Among the experts there was a strong consensus to include the highest-rated symptoms from the previous rounds into the final questionnaire, but the panel (JRP, AT, JH, SG, BD) decided on several modification: i.e. exclusion of GvHD associated symptoms, merging similar content and addition of less known symptoms (palpitation, concentration problems) (see supplementary Table 21). Questions on vital signs (i.e. fever) were excluded, since vital parameters are usually documented separately. The final expert-centered questionnaires comprised seven symptoms equally for AA and PNH (fatigue, fever, bleeding tendency, dyspnea, pain, mood and concentration/memory disorders), whereas the symptoms ‘palpitations, tremors, muscle cramps and paresthesia/numbness’ were only included in the AA and ‘dark urine, jaundice, dysphagia and erectile dysfunction’ in the PNH questionnaires.

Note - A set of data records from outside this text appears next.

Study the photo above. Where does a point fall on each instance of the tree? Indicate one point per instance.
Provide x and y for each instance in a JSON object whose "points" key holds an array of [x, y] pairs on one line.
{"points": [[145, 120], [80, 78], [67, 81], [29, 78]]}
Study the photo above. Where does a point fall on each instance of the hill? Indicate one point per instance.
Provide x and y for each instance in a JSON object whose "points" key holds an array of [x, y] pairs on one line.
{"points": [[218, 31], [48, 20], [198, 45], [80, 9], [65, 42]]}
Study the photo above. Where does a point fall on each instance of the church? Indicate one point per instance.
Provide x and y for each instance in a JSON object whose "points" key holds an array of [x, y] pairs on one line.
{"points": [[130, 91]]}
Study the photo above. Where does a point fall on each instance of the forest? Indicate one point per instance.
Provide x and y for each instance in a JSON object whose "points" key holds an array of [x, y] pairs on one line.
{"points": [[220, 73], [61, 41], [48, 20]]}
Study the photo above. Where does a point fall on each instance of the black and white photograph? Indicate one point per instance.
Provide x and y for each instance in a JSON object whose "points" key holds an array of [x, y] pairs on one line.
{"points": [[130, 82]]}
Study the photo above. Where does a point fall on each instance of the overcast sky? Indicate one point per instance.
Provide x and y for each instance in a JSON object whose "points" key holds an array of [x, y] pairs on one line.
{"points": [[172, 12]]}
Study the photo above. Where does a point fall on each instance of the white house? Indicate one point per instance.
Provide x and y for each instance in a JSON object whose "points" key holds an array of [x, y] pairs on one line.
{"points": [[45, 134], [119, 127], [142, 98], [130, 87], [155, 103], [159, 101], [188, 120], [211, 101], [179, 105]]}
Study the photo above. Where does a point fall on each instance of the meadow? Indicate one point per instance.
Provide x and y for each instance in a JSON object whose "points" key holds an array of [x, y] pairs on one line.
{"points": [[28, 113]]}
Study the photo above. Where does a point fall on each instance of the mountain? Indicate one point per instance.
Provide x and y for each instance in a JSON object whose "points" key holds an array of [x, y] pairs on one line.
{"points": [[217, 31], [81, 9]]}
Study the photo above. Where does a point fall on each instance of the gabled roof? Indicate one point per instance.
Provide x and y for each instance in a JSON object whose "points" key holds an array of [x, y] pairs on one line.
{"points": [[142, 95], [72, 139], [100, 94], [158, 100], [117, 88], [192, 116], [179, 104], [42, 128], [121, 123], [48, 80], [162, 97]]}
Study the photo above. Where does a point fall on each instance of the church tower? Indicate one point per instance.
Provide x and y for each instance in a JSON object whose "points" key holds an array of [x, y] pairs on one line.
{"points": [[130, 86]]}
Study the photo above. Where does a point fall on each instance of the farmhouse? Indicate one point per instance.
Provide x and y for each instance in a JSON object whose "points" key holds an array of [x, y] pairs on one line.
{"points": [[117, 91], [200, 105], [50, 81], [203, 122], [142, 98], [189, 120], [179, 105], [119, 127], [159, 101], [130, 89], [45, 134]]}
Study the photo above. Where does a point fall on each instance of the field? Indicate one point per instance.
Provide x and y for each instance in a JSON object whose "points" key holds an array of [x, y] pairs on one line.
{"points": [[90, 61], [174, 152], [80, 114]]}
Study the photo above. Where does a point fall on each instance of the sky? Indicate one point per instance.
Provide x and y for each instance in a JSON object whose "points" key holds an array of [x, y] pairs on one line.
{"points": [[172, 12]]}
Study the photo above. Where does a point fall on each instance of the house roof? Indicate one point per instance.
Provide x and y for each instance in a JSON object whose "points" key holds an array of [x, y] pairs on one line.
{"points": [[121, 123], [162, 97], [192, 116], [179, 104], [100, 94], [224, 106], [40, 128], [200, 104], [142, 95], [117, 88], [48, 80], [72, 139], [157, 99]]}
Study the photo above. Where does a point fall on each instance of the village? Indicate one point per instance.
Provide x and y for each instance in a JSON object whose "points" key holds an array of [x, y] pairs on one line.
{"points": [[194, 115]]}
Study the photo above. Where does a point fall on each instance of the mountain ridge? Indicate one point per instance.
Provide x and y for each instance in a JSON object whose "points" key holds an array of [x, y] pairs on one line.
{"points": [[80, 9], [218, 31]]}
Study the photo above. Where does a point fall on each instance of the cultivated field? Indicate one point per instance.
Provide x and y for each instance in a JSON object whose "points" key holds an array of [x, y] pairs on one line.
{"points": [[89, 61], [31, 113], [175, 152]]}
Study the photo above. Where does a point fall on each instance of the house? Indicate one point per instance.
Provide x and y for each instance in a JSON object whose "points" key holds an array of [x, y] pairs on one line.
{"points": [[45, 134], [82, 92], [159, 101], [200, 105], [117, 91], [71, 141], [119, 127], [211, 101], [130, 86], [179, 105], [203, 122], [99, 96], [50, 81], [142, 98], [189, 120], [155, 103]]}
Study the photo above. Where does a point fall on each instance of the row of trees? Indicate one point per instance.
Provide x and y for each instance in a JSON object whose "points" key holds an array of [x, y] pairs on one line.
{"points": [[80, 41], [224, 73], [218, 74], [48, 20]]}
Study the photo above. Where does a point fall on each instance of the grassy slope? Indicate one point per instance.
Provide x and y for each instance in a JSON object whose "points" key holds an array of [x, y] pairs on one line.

According to the feedback of 8 AA and 4 PNH patients the final patient-centered questionnaires comprised seven matching symptoms (fatigue, bleeding, dyspnea, mood and concentration/memory disorders, palpitations, and gastro-intestinal problems). In addition, the symptoms ‘hemoglobinuria, dysphagia, itching and pain’ were incorporated for PNH, whereas ‘muscle cramps, dizziness and trouble doing strenuous activities’ for AA.

All questionnaires concluded with an open question to collect any further symptoms the patient experienced, resulting in a total of 12 (patient tailored AA questionnaire = 11) questionnaire items.

Phase III (design of the PRO AA/PNH questionnaires)

The questions of the PRO-CTCAE (patient-reported outcome version of the Common Terminology Criteria for Adverse Events) [18] were considered most suitable for the majority of items identified by the previous consensus rounds. We also evaluated the use of questions from the EORTC-QLQ-C30 and FACIT-Fatigue, which have a main focus on HRQoL but covering less physical health. To still address HRQoL, which was a high priority for patients, we added regularly a sub-question on the interference with daily activities (see below).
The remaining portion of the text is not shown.